Comentários do Especialista
Dr. Fabiano de Abreu Agrela destaca a gravidade dos achados: “Este estudo é um alerta sobre como os nanoplásticos, devido ao seu tamanho nanométrico, podem penetrar tecidos e interagir com sistemas biológicos de maneira complexa. A disbiose da microbiota e o aumento da permeabilidade intestinal podem desencadear inflamações crônicas e até doenças neurológicas, já que o eixo intestino-cérebro é profundamente afetado por essas alterações.”
O especialista enfatiza o papel das vesículas extracelulares na amplificação dos danos causados pelos NP. “As EVs, tanto de células intestinais quanto de bactérias, atuam como mensageiros que transportam miRNAs capazes de regular genes cruciais para a saúde intestinal. O fato de os NP alterarem essas vias de comunicação sugere um impacto indireto, mas poderoso, na homeostase do corpo”, explica Dr. Agrela.

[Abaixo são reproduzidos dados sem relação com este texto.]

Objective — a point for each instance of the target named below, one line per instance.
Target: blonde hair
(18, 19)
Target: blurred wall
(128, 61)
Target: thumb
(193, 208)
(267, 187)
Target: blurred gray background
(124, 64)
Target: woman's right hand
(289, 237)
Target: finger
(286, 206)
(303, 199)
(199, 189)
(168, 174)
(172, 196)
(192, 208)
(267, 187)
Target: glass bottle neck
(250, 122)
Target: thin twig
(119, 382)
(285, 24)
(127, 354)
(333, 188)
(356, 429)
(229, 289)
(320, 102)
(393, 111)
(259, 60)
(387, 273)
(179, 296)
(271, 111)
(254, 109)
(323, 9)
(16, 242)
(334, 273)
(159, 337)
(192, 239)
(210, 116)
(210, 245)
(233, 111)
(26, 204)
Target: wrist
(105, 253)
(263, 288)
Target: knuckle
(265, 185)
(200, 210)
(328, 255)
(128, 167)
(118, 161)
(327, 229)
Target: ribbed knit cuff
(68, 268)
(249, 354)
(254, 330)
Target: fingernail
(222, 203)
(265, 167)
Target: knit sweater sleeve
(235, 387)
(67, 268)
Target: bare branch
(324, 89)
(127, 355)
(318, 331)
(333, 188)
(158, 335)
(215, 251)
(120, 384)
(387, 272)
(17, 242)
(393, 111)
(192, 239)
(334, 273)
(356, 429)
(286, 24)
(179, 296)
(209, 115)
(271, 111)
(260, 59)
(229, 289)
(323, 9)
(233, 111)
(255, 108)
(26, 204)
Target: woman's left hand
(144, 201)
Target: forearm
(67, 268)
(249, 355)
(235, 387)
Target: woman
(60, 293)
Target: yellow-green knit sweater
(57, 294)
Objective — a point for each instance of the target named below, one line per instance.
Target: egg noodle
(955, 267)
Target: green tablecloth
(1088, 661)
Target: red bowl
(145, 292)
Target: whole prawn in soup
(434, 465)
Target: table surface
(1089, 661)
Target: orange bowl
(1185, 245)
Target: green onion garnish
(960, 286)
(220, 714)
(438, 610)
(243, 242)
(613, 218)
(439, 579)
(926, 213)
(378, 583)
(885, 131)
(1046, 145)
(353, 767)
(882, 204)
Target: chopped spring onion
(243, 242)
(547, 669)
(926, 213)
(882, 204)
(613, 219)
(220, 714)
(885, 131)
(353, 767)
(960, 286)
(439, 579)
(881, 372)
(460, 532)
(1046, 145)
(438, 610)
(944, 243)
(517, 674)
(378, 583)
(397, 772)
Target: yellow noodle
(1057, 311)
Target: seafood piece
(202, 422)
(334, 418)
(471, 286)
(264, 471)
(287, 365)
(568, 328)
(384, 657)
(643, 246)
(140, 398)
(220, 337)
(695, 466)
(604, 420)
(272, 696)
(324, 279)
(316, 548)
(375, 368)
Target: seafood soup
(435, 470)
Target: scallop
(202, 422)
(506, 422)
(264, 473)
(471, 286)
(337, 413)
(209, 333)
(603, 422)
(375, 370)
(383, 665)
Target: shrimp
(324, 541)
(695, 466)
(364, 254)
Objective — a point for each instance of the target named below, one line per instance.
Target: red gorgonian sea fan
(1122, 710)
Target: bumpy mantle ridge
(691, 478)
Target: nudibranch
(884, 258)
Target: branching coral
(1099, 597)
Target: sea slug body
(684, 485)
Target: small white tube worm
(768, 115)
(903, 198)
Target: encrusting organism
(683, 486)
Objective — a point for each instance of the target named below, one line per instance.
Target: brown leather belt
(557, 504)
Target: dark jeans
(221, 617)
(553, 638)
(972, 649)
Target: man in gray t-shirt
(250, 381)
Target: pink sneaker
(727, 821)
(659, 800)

Ele também chama a atenção para as implicações ambientais: “A presença de nanoplásticos na cadeia alimentar é um problema crescente. Precisamos de políticas públicas que limitem a produção e o descarte de plásticos, além de mais pesquisas para entender como mitigar esses efeitos no organismo humano.”
Implicações para a Saúde Humana
Os achados reforçam a necessidade de compreender melhor os riscos dos nanoplásticos, que, por seu tamanho reduzido, têm maior potencial de toxicidade em comparação com os microplásticos. A disrupção da barreira intestinal pode facilitar a entrada de patógenos e toxinas no organismo, aumentando o risco de doenças inflamatórias, metabólicas e até neuropsiquiátricas.
Dr. Agrela conclui: “Este estudo é um marco na compreensão dos efeitos dos nanoplásticos. Ele conecta a exposição ambiental a mudanças moleculares e microbiológicas que podem comprometer a saúde a longo prazo. É essencial que a sociedade e os tomadores de decisão ajam rapidamente para reduzir a exposição a esses poluentes.”
O estudo publicado na Nature Communications oferece evidências robustas de que os nanoplásticos comprometem a saúde intestinal por meio de mecanismos complexos envolvendo miRNAs, vesículas extracelulares e disbiose da microbiota. As análises de Dr. Fabiano de Abreu Agrela reforçam a urgência de ações para mitigar a poluição por plásticos e proteger a saúde humana e ambiental.